Young Robert "Bibi" Bonnard is raised in Ottawa, Ontario with his parents, Jacques and Susan, and his grandfather, Grandpère. Across the street is his uncle, amiable drunkard Louis, who ignores the complaints of his hard-working dressmaker wife Felice and her worries about the future of their daughter Yvonne. Louis is anxious about meeting his prospective son-in-law, Alfred Grattin, a teetotaler bank clerk. Next-door neighbor and schoolmate Peggy O'Hare has a crush on Bibi, but he is too young to understand.

On his birthday, Bibi is taken to see the vaudeville acts at the theater where his violinist-conductor father works. During the magic act, the Great Gaspari tries to steal a kiss from his assistant Mignonette Chappuis, but she storms offstage and quits. Jacques offers her a job as a maid, which she gladly accepts. Bibi is intrigued but a bit confused about having her as a maid. Uncle Desmonde, a traveling salesman and notorious ladies' man, has been summoned to take the place of a recently deceased sales manager.

Desmonde begins courting Mignonette, but although she is attracted to him, she tells him that she is tired of life on the road. He shows her the picture of a lovely house that he expects to inherit, weakening her resistance.

Peggy becomes jealous of Bibi's attentions to Mignonette. When the school principal Mr. Frye finds a dirty picture, Peggy falsely claims that she saw Bibi draw it. Bibi denies her allegation, angering Frye. He whacks Bibi on the hand three times and tells him that it will be repeated every day until he confesses. The Bonnards are upset and confront Frye, convincing him to relent.

Desmonde discovers that Mignonette has quit after learning that he had lied about the house. She had assumed that it was he who had been sneaking into her bedroom and stealing kisses while she was asleep. Bibi confesses that he is the guilty party. Desmonde realizes that Mignonette is not like all of his other women, and he finds her and they become engaged.

The adults explain Peggy's behavior to Bibi. To Peggy's delight, Bibi forgives her and makes her his girl, but then his voice breaks.

Cast

Production

Richard Fleischer had previously worked with Stanley Kramer and Carl Foreman on So This Is New York (1948). They borrowed Fleischer from RKO Radio Pictures after he completed reshoots on His Kind of Woman (1951). Fleischer brought his regular writer, Earl Felton, to the project.

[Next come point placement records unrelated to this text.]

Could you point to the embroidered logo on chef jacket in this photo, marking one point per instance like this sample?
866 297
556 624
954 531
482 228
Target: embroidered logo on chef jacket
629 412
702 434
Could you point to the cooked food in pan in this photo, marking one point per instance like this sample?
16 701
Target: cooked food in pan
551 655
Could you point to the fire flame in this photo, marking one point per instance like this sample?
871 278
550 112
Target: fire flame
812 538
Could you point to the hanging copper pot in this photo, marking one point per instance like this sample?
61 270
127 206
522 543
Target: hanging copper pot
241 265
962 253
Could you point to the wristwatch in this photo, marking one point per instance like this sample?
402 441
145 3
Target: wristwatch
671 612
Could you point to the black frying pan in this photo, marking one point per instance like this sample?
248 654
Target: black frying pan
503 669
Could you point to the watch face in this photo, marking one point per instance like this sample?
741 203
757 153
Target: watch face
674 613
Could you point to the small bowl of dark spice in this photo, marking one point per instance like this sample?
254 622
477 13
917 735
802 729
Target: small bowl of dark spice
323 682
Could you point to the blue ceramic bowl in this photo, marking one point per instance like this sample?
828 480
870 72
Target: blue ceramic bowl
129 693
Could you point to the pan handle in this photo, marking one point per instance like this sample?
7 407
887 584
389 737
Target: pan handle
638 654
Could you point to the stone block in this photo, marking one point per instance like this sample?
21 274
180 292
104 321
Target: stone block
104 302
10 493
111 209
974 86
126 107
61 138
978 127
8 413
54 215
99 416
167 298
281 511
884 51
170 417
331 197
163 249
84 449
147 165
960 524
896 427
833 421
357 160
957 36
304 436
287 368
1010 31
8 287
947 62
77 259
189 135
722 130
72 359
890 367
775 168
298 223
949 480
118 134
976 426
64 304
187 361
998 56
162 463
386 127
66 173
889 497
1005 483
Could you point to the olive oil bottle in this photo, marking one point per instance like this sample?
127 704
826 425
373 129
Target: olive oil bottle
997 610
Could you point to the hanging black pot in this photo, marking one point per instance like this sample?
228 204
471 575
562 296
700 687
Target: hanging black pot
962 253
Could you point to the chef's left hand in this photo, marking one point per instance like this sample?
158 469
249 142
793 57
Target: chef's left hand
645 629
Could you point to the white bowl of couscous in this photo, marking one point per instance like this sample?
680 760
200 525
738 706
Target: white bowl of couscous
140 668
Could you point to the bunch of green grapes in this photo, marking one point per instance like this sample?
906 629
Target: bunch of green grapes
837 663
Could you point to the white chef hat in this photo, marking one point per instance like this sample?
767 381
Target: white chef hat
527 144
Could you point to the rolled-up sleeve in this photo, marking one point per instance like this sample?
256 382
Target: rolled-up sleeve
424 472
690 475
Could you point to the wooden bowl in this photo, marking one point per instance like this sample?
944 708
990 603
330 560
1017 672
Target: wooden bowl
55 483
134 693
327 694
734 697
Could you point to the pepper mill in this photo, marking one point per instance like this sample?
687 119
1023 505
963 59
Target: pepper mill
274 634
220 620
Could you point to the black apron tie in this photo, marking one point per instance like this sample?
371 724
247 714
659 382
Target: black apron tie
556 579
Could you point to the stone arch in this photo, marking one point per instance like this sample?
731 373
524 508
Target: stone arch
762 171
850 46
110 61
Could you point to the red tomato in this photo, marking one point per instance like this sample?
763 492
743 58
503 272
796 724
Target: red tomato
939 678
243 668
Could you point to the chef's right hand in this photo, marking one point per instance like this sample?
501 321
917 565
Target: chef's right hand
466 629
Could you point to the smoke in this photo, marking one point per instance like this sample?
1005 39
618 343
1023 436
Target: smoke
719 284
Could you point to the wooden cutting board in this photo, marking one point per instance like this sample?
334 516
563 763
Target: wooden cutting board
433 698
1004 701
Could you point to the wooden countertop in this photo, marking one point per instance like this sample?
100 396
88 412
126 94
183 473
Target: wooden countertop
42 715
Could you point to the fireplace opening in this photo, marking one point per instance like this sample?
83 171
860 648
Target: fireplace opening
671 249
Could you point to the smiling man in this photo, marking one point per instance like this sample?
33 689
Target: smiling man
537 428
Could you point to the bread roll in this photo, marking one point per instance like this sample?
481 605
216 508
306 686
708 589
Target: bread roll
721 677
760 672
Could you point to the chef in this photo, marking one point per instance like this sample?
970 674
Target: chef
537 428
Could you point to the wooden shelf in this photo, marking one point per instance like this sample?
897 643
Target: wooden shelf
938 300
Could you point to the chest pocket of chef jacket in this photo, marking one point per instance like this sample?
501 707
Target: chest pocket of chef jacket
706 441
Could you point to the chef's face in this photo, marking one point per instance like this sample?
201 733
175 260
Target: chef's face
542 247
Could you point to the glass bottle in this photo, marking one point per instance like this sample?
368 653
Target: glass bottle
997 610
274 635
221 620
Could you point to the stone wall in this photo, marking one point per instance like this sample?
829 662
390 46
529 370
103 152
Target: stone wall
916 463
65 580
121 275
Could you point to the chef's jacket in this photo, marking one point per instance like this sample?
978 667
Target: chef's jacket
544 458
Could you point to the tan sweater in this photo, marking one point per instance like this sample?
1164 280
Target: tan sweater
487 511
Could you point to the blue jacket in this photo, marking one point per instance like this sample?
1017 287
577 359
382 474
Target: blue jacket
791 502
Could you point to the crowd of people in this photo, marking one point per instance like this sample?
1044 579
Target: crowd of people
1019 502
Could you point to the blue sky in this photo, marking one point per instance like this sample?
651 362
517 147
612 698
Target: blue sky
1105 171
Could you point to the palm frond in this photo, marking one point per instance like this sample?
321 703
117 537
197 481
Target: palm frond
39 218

Fleischer later said that Kurt Kasznar wanted too much money to reprise his Broadway performance, so he and Kramer cast Zero Mostel instead. However, when Harry Cohn became aware of the casting, he overruled them, as Mostel was suspected of communist sympathies.[2]

Reception

In a contemporary review for The New York Times, critic Bosley Crowther wrote: "[T]he motions are a trifle too expansive and the tones are a decibel too loud. When the maid holds the hand of the youngster in the movies, he gulps and pops his eyes too much. When the father and uncles go to call on the principal at the boy's school, they put on too many airs. And when Marcel Dalio, as the grandfather, goes out to spark the old girls, he does it as though he were walking right over to enter an Abbott and Costello film. ... It is not that 'The Happy Time' is lacking in a couple of good solid laughs and a number of pleasant chuckles. It is just that it's not the tender film—the mellow and understanding picture—of a boy's growing up as it could be."[1]